Geostatistical simulations
Helena Mitasova, Anna Petrasova, Vaclav Petras
Learning objectives
- motivation for geostatistical simulations
- when to use spatial interpolation or geostatistical simulation
- geostatistical conditional simulations
- simulations for error propagation
- coupling GRASS and R for geostatistics
Problem formulation
In previous units we generated DEMs with simulated noise
by adding a single realization of random values to a DEM with:
- uniform distribution
- Gaussian distribution
- distribution with spatial autocorrelation
- fractal
We then visualy evaluated the impact of different noise distribution
on the flow pattern modeling and stream extraction.
Problem formulation
Patterns of flow accumulation from noisy DEMs:
uniform, fractal, gaussian with spatial dependence
How to quantify uncertainty in the spatial pattern of the modeled variable
due to uncertainty in elevation values?
Where is the high probability of a stream?
Problem formulation
- To quantitatively evaluate uncertainty in parameters derived from a DEM
we can generate multiple realizations of a DEM by starting with different seed
- This approach does not take into account
the spatial dependency of the elevation values in our data
-
We can use geostatistical conditional simulation to generate multiple DEM realizations and use them
to estimate error propagation in derived variables
Computing the surface model
From scattered points (red) to a regular grid (blue)

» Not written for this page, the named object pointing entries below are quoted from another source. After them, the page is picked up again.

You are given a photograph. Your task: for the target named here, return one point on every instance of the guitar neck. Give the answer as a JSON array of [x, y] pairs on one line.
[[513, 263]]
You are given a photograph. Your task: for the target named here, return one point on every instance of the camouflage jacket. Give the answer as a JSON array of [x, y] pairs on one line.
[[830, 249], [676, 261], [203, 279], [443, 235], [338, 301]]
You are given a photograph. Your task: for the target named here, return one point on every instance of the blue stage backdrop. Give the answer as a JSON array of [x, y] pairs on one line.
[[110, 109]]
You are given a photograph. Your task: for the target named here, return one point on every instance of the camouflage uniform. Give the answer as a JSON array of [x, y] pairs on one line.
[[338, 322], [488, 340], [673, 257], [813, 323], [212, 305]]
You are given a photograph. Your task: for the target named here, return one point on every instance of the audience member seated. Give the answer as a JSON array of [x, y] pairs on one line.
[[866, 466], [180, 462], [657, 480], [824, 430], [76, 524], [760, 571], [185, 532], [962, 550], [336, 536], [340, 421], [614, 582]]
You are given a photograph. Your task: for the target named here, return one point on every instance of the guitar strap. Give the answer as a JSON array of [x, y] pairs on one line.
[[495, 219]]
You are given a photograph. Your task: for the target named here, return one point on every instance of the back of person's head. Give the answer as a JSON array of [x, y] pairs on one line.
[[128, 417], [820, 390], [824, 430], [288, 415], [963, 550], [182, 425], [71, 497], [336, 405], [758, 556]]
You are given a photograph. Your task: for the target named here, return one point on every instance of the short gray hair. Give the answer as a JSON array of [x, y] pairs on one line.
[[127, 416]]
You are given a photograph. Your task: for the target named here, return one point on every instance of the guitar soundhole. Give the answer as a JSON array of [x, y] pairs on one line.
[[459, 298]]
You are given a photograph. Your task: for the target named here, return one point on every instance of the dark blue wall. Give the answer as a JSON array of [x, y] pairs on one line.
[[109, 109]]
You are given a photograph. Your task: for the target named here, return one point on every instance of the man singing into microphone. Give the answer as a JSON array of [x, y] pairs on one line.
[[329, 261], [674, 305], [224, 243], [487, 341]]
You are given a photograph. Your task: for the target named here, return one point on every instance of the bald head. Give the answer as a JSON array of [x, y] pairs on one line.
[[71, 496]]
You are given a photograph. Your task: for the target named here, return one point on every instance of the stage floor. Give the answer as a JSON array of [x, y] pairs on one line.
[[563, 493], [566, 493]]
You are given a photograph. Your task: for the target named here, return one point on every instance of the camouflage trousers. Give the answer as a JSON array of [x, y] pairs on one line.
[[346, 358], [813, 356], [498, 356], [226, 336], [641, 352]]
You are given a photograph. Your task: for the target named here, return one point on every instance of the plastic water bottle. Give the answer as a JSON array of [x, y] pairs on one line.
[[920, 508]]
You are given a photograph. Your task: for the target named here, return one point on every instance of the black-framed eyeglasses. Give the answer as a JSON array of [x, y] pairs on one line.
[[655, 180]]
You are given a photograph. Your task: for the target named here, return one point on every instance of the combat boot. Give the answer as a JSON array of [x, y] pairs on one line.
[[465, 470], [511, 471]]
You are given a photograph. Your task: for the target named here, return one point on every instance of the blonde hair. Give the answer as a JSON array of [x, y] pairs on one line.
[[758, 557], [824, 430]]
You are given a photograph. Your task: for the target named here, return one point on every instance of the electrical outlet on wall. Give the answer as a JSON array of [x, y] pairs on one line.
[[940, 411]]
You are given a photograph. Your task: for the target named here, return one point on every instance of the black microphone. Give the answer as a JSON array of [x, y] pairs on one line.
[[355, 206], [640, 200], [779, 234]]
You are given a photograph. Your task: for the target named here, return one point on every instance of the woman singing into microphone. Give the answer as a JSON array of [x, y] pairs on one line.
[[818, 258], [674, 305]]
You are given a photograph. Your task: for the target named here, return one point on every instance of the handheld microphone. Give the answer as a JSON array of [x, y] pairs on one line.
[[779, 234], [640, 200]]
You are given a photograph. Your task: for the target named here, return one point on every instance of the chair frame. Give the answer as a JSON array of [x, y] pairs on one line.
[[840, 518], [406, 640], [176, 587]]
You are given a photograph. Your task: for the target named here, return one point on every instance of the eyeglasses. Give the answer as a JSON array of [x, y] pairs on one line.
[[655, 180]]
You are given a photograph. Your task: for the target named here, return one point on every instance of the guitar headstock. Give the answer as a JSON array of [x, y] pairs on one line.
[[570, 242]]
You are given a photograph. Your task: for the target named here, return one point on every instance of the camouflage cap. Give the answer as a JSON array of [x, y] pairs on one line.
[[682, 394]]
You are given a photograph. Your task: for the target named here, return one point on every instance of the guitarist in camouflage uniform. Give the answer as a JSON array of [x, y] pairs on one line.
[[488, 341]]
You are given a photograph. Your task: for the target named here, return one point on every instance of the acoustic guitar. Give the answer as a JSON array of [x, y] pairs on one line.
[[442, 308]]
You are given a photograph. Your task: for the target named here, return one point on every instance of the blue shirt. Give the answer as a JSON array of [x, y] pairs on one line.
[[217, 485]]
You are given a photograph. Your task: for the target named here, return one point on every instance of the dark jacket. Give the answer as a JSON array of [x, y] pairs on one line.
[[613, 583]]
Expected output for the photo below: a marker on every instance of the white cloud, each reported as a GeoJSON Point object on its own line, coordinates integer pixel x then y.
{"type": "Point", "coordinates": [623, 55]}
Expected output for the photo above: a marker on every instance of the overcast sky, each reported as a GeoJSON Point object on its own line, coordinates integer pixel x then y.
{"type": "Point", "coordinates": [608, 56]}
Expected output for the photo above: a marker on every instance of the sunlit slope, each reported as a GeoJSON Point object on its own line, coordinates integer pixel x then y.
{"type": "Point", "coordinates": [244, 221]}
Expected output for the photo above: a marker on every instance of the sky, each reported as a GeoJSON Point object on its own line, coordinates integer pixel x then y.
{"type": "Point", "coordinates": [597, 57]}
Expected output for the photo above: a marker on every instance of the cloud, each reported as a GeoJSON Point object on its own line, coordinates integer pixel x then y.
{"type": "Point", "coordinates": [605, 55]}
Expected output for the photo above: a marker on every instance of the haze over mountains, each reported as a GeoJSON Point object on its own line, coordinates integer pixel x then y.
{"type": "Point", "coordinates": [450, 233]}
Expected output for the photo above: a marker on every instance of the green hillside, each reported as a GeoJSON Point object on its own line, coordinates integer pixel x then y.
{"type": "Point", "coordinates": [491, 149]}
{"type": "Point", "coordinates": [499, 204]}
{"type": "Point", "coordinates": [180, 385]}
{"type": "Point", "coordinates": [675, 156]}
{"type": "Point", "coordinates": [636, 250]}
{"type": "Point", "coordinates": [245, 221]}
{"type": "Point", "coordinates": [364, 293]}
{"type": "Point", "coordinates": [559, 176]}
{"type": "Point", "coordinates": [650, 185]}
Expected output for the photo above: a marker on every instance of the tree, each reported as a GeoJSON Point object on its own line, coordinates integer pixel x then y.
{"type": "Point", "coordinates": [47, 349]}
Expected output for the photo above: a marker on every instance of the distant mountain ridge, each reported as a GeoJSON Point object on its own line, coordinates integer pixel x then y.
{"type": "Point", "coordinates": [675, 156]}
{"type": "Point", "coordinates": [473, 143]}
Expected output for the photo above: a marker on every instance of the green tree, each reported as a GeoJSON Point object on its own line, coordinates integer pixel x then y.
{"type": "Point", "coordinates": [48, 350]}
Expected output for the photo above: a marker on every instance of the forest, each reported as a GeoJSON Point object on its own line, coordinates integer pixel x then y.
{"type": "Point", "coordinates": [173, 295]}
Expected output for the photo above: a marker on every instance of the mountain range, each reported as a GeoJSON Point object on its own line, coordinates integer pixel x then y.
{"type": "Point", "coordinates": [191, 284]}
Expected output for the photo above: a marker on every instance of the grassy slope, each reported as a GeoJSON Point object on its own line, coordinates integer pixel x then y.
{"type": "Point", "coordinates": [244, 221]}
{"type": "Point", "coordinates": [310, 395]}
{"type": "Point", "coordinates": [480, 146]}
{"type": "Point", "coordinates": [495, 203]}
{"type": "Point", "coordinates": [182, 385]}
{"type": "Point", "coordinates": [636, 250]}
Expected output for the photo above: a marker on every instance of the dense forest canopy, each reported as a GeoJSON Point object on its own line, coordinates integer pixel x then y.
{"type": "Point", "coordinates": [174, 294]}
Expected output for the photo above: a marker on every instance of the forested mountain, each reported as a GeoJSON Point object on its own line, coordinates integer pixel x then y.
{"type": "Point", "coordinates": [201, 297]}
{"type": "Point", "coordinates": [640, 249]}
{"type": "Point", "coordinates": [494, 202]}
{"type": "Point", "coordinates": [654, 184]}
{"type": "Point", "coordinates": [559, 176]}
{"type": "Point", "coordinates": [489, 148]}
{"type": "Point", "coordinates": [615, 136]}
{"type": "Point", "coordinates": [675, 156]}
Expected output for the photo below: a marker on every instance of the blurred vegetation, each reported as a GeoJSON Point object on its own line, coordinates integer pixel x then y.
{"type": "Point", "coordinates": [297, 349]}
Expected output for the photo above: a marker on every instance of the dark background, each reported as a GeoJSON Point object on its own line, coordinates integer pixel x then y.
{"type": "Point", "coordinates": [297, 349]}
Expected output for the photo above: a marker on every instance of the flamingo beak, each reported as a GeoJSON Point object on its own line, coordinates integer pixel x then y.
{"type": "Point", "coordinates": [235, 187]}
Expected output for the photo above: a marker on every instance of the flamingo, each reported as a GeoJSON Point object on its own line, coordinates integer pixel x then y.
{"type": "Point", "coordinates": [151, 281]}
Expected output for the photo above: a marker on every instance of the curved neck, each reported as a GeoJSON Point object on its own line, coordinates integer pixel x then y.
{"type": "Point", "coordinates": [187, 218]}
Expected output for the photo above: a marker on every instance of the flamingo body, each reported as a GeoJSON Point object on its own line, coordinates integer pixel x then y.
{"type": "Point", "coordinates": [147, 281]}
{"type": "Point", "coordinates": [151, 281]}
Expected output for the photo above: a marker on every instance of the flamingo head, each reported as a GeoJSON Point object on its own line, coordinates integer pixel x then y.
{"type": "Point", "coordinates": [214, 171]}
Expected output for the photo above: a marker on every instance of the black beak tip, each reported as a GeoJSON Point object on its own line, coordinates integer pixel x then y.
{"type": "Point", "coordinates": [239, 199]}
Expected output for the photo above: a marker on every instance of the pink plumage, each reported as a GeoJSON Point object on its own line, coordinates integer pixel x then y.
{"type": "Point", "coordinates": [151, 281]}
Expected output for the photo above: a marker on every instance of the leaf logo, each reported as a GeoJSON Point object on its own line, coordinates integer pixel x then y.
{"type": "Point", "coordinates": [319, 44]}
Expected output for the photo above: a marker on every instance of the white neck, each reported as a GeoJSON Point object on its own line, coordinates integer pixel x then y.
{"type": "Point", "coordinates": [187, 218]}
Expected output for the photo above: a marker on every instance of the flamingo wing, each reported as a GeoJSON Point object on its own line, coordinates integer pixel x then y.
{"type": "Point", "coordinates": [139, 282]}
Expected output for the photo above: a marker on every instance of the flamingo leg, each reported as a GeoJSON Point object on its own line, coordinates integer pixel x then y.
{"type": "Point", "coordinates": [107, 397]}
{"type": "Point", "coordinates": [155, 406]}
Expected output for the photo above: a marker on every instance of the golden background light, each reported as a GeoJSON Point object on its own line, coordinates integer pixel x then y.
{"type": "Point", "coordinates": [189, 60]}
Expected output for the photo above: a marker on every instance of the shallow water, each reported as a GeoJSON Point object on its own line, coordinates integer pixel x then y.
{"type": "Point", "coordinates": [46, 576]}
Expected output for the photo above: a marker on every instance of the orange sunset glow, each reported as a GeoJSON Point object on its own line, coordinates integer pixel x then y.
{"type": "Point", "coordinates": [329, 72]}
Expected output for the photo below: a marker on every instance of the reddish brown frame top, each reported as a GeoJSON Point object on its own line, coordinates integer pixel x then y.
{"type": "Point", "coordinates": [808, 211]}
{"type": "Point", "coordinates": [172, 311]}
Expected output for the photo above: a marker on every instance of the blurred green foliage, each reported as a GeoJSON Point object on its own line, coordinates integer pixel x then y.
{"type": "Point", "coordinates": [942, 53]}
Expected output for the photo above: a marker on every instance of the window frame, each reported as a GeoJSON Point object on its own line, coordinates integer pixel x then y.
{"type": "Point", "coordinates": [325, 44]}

The scattered points can be the original measured data or a random sampling of a given raster (e.g. DEM)
Computing the surface model
Derive model of spatial distribution of a variable
based on a limited set of discrete scattered observations:
- if the measured data capture features of the distribution at the level of detail needed
for the application we can use interpolation
See GIS582 Spatial interpolation topic
- if the measured data are limited and we know statistical properties of the distribution,
we can use simulation
Spatial interpolation
Given $m$-points $(x_i, y_i, z_i), i=1,m$
find such continuous function $F(x,y)$ that for each $i=1,m$
$$z_i=F(x_i,y_i)$$
$$ F(r) = T(r) + \sum_i^m \lambda_i R(r,r_i) $$
- $r = (x,y)$ is unsampled point and $r_i=(x_i,y_i)$ is a measured point
- $T(r)$ is trend (low order polynomial)
- $λ_i$ are coefficients computed by solving a system of linear equations
- $R(r,r_i)$ is a function of distance between unsampled and measured points (e.g. radial basis function, model variogram)
then use $F(r)$ to compute $z$ at unsampled grid points
Spatial interpolation
The problem of finding $F(x,y,)$ that passes through (or close to) the given points does not have a unique solution:
Interpolation with radial basis functions
Variational approach is based on minimizing:
- deviations from the given points
- smoothness seminorm or roughness penalty
Radial basis functions: multiquadrics, splines
Physics-based interpretation: spline interpolation function is a thin flexible plate with tunable bending energy,
formally equivalent to universal kriging
Spline tension rescales distances, it has similar effect to shortening range in kriging
or decreasing the distance weight exponent in IDW
Spline: tension
Tension controls the stiffness of the plate:
- high tension: soft rubber sheet, short range
- low tension: stiff steel plate, long range
Spline: tension t=160
Spline: tension t=40
Spline: tension t=10
Spline: tension
High tension, short range of influence, soft rubber sheet, results in a rough surface with a peak or pit in each data point
Low tension, long range of influence, stiffer steel plate, results in a smoother surface with possible overshoots.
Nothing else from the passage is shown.